Part of the reason they don’t know what it means is because so many people insist on using it as a piece of bullshit jargon where it makes no sense.
So when they do come across someone using the term properly, they muddle everything up and make it so much harder.
If people left terms alone rather than deciding ‘ooh, that sounds important’ and appropriating it for nonsensical uses, then it would all be fine.
people across organisations should be talking about actual due diligence. The problem is that some of them are talking shite instead under that banner.
That’s the problem with so many terms.
However, it is undeniable that the language used within agile often verges on the absurd. It is a legitimate project management practice but that doesn’t make the way in which things are framed within it any less ridiculous.
It’s also widely appropriated and misused across organisations.
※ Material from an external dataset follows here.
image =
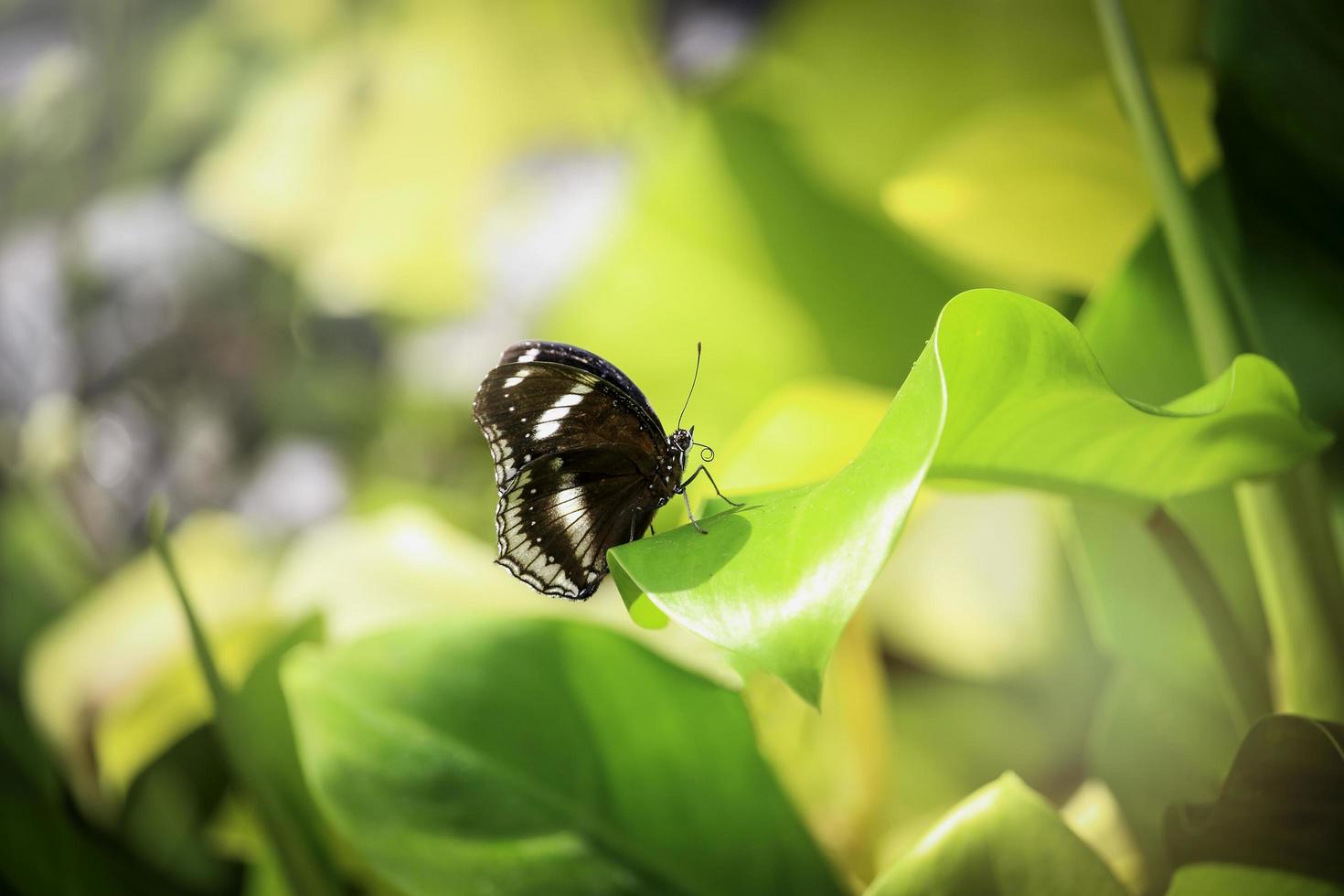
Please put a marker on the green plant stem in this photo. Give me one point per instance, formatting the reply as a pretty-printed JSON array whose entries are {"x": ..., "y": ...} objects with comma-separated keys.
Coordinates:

I worked in a public sector team that claimed to work in agile ways. What that meant was they’d simply renamed standard team meetings ‘scrums’ and used ‘sprint’ to describe the steps in their spreadsheets setting out the project timelines over the next year or two. It’s not agile when you start off specifying exactly what will happen in ‘sprint 15’ before the project has even begun. Even if you call your spreadsheet a ‘roadmap’.
Legitimate terms are quite easily turned into organisational bullshit by the ways in which they are used. Defending the legitimacy of the terms when used appropriately doesn’t change the fact that Dave in marketing is talking absolute shite using those terms.